San Francisco Chronicle, June 29,1997: Gritty but uplifting stories about Black males

       Parents and teachers looking for books that focus on the challenges faced by young Black boys will find gritty but uplifting tails in No Turning Back and Babylon Boyz.      

       ...In a groundbreaking effort, Oakland writer Jess Mowry gives us Pook -- a gay Black basketball-playing 14-year-old who is one of the major characters in Babylon Boyz. Moreover, Pook has homies who look up to him. They admire his hoop skills and the fact that he is determined to become a doctor. But for Pook and his crew, the path to glory is littered with obstacles ranging from broken homes to indifferent teachers and drug-dealing thugs. When circumstances present them with a cache of cocaine they can convert into big bucks, the boys face a moral dilemma. Do they destroy it and dash their dreams of escape, or sell it and add to their already nightmarish existence?
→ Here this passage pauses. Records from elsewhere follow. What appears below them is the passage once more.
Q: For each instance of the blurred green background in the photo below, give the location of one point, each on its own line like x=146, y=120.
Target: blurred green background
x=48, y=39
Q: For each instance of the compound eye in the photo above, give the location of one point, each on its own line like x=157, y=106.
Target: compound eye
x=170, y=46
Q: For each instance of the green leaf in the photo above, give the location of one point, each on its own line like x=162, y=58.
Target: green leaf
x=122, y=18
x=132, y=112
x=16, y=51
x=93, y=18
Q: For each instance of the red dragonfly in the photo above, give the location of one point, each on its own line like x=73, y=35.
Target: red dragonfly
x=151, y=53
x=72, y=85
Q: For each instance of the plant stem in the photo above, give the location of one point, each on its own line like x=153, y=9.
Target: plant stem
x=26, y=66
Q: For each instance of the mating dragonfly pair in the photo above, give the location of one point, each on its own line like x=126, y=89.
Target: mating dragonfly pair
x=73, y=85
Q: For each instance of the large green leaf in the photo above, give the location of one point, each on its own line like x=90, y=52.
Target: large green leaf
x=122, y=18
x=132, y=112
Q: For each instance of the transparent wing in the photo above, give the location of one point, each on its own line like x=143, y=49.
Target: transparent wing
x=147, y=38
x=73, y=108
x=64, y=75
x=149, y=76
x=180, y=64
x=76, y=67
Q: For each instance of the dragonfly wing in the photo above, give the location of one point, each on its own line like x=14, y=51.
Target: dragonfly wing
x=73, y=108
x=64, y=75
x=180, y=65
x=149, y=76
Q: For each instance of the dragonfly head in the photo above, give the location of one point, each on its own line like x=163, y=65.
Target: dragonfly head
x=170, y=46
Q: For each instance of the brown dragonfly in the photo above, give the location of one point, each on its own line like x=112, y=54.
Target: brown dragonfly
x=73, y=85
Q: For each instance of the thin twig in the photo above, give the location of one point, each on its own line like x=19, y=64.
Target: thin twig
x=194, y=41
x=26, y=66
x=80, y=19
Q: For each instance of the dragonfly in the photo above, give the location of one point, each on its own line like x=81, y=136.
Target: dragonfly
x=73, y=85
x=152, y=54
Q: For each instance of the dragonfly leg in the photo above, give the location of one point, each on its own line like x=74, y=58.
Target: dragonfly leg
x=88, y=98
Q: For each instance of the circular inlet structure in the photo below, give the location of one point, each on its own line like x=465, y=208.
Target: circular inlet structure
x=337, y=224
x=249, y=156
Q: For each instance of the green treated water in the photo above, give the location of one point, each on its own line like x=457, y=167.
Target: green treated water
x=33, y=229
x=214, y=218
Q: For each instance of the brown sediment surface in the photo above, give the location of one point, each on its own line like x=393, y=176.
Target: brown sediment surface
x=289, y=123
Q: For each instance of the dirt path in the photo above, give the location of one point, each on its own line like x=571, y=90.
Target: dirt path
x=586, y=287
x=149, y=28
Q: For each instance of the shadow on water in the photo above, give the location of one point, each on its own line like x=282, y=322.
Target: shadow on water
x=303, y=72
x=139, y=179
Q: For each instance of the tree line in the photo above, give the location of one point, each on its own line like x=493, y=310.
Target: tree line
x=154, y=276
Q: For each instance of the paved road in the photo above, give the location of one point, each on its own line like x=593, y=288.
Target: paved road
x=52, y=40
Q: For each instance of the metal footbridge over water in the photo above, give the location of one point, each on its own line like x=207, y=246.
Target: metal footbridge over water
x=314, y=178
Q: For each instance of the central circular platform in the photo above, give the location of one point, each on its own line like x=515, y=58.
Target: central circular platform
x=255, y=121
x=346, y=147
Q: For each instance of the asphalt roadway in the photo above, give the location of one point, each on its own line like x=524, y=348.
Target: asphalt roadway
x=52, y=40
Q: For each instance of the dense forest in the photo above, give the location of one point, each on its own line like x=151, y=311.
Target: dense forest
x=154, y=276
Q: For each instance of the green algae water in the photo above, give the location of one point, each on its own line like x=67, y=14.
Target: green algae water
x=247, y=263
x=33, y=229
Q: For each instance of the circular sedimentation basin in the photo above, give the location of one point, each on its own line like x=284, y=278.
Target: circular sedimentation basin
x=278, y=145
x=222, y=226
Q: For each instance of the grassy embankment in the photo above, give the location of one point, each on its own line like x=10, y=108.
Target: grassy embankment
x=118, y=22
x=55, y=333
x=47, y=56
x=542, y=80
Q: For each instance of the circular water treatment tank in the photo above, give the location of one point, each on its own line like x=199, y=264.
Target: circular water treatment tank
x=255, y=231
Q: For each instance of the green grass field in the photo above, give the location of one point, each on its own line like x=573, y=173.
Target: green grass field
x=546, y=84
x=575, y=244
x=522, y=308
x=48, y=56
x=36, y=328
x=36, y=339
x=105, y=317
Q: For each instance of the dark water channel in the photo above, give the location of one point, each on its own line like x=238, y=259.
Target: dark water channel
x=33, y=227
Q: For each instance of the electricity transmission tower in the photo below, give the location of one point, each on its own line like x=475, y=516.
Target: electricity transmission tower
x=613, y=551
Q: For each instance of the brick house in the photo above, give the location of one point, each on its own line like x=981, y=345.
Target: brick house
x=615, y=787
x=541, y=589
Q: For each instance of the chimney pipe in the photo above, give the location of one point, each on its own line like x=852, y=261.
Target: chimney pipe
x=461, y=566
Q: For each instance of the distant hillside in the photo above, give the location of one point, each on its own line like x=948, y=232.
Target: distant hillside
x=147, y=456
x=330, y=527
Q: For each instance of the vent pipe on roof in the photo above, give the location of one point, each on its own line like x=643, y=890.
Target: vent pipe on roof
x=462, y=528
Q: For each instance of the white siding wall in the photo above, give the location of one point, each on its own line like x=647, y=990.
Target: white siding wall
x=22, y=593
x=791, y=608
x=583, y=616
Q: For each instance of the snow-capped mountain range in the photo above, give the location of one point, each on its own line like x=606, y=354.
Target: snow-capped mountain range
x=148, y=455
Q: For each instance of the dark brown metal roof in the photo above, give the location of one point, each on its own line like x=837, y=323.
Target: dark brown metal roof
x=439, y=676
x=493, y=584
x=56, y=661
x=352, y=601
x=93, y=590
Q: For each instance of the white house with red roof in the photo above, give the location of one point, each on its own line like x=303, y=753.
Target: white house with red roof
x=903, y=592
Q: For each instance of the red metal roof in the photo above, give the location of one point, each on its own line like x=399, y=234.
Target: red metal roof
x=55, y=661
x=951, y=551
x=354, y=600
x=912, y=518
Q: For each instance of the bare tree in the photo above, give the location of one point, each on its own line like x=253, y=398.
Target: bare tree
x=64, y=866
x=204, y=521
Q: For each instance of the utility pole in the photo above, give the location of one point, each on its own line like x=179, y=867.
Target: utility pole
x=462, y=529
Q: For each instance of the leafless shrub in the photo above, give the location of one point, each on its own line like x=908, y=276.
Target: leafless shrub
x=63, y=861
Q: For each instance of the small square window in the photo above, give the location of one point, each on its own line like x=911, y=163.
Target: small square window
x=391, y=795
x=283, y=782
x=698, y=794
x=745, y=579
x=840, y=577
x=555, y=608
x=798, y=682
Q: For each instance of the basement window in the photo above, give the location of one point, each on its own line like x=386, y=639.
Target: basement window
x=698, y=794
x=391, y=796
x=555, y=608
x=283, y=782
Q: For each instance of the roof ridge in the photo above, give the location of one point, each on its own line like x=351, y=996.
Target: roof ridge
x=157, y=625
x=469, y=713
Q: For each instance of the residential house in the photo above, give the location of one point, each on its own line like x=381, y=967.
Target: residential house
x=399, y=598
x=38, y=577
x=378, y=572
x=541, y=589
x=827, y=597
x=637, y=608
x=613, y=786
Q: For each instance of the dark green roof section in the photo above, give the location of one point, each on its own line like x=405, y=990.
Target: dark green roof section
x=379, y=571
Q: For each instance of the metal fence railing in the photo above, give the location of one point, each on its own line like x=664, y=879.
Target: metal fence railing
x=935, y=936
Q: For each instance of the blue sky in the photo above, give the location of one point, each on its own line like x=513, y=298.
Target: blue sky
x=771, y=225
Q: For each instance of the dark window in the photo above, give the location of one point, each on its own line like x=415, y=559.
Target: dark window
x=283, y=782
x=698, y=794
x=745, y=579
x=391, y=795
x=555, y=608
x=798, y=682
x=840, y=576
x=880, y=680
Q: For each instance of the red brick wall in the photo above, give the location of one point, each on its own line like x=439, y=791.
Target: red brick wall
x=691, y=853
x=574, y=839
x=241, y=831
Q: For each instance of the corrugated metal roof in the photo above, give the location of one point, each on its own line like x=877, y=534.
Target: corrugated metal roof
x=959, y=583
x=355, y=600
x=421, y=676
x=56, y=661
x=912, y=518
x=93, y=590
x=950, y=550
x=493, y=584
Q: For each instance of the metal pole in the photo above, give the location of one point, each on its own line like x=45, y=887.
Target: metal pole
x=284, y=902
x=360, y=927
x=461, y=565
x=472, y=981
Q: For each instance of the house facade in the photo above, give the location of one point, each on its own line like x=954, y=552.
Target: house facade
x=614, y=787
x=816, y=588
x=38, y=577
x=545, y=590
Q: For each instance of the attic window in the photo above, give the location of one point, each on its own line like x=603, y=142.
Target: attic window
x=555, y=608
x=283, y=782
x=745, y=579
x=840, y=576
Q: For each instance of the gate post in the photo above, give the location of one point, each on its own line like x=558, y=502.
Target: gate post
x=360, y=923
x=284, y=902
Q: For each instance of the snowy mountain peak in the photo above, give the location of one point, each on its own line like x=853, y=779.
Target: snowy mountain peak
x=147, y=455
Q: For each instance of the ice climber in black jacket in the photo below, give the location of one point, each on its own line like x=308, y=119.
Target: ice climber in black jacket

Written in a fierce hip-hop cadence, Babylon Boyz is sure to fuel the eubonics debate. The seemingly ever-ready equation of drugs, violence and Black males is also likely to draw critics. But Mowry is to be applauded for crafting a complex, Black, urban gay teen whose sexuality is as natural as his breathing. In the mix that is young adult literature, Babylon Boyz definitely deserves a place.